O estudo revela que a relevância da fé cristã extrapola a escolha de representantes, impactando também a visão sobre a educação e a estrutura do Estado. Cerca de 82% dos entrevistados apoiam a inclusão da crença em Deus como conteúdo pedagógico para crianças e adolescentes. Além disso, 54% dos participantes rejeitam a ideia de um Estado laico, o que reflete, segundo especialistas, uma incompreensão generalizada sobre o conceito jurídico de separação entre as instituições públicas e os dogmas religiosos.
Desconfiança institucional
Embora a valorização da figura divina seja expressiva, ela não se converte automaticamente em confiança absoluta nas organizações religiosas.

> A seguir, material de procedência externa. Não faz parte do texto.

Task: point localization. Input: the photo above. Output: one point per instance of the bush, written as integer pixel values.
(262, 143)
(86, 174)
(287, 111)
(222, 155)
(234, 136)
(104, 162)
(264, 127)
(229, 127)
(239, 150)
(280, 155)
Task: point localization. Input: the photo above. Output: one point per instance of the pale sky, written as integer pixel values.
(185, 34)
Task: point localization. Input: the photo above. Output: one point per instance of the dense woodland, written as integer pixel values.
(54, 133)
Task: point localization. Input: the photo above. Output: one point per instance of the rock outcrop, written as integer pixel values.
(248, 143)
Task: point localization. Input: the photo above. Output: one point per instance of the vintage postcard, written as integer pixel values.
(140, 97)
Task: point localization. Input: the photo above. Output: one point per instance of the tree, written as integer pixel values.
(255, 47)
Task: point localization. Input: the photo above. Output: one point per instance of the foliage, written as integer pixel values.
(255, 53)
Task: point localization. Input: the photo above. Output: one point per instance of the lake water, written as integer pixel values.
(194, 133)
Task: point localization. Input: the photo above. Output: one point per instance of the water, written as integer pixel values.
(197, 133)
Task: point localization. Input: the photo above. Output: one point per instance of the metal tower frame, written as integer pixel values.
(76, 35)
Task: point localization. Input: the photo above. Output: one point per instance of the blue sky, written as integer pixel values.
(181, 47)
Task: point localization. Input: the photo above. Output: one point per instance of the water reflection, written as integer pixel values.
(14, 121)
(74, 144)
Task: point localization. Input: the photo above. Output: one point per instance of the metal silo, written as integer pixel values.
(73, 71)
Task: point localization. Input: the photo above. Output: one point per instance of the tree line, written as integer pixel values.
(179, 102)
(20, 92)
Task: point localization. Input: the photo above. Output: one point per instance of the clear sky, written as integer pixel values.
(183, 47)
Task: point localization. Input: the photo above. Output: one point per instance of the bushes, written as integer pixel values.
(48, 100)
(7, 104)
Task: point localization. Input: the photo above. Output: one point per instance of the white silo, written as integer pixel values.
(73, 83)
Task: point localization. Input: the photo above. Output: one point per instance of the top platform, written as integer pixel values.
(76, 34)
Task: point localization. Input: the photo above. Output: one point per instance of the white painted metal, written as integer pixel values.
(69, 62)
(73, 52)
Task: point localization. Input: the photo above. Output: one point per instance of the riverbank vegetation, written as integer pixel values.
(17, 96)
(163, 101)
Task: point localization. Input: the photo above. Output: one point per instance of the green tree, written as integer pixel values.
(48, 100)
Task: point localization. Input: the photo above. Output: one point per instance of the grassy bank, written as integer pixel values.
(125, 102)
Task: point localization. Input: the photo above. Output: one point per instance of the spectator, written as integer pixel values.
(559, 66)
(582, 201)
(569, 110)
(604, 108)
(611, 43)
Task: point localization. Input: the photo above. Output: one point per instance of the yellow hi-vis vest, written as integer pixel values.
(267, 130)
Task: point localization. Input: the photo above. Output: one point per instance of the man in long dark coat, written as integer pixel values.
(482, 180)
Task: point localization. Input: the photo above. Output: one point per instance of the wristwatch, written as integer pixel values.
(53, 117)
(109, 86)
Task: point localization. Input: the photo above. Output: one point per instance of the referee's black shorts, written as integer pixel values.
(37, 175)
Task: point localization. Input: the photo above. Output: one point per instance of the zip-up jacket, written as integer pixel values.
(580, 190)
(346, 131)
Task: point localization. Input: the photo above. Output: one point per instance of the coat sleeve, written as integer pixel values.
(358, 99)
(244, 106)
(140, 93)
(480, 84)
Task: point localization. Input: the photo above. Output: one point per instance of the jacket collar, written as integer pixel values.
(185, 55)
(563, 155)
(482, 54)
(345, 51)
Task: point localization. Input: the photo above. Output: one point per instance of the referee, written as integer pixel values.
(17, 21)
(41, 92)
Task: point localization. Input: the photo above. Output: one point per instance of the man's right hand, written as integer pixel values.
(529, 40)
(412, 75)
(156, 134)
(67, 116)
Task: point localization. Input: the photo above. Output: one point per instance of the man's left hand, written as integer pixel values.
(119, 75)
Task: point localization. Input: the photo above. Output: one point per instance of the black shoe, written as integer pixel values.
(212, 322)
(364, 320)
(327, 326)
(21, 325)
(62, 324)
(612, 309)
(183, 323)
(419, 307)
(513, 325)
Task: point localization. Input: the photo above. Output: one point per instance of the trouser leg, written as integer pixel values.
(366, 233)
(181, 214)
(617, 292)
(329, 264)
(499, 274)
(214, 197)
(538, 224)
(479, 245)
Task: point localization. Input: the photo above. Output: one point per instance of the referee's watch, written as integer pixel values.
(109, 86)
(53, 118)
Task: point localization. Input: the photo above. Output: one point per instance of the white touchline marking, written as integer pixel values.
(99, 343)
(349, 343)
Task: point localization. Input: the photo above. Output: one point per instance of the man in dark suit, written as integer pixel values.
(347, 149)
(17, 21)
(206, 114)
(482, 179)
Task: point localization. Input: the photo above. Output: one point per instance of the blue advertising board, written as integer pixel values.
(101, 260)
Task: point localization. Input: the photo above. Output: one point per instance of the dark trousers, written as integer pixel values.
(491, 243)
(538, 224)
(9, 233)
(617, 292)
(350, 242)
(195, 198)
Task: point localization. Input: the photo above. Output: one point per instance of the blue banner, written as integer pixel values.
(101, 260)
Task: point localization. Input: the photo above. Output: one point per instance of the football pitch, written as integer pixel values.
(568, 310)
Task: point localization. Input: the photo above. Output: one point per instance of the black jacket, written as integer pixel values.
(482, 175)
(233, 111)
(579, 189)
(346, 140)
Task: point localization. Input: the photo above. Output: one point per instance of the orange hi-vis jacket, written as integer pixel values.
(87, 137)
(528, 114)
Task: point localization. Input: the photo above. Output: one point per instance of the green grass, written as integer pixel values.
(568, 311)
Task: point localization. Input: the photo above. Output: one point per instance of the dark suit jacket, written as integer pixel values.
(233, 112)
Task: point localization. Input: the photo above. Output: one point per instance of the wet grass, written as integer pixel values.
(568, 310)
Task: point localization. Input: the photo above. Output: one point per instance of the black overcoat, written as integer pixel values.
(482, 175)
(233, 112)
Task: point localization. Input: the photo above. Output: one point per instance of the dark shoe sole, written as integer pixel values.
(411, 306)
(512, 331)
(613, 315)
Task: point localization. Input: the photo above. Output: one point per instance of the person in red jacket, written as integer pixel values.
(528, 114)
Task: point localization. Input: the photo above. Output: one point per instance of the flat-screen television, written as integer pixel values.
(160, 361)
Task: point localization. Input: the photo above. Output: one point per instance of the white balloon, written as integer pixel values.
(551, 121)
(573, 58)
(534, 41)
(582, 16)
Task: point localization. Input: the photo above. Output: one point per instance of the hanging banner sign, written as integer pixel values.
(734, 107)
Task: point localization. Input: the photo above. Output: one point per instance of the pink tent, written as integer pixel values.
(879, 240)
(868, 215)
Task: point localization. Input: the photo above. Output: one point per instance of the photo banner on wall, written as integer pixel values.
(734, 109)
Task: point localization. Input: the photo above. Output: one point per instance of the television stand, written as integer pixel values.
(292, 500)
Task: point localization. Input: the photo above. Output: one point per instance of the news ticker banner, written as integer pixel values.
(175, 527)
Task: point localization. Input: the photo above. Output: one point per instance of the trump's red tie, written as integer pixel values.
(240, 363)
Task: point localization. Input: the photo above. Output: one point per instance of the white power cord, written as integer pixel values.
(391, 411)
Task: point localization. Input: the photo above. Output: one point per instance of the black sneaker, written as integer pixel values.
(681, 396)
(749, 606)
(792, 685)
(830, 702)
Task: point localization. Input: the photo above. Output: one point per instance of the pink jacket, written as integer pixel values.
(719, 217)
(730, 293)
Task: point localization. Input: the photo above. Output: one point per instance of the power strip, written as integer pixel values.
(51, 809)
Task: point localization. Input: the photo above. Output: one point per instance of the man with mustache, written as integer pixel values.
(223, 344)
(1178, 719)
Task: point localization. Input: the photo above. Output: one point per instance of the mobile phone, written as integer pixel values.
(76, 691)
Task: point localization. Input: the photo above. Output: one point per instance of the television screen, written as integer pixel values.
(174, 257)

A Igreja Católica lidera o índice de credibilidade com 56% das menções, seguida pelas igrejas protestantes, com 51%, e pelos centros kardecistas, com 19%. Esse distanciamento sugere que a fé, no imaginário popular, opera de maneira mais subjetiva e cotidiana do que ligada diretamente à hierarquia das denominações.
Analistas que participaram do congresso na UFRJ argumentam que setores políticos da extrema direita têm instrumentalizado esses valores religiosos para impulsionar seus projetos. Segundo a leitura acadêmica, grupos políticos capitalizam o anseio por um retorno a um tempo sagrado e a sensação de perda de valores presentes na sociedade. Esse processo é reforçado pela difusão de teorias sobre supostas conspirações contra a moralidade, frequentemente direcionadas ao ambiente escolar.
Conexão entre fé e voto
A retórica do resgate de um passado idealizado atravessa diferentes recortes sociais, incluindo gênero e raça. Essa narrativa encontra eco em diversos espectros políticos, embora apresente contornos distintos conforme a orientação ideológica. No caso específico de pautas sobre gênero, o sentimento de que espaços sociais foram alterados inadequadamente aparece como um vetor importante dessa percepção.
Cientistas políticos reforçam que a correlação estatística entre o segmento evangélico e o voto em candidatos da extrema direita não é casual. Trata-se de uma questão de identidade, na qual o eleitor tende a apoiar figuras que, em seu julgamento, compartilham dos mesmos princípios e visão de mundo. Esse alinhamento reflete um desejo por ordem, elemento que se tornou central na comunicação política contemporânea para atrair parcelas significativas do eleitorado brasileiro.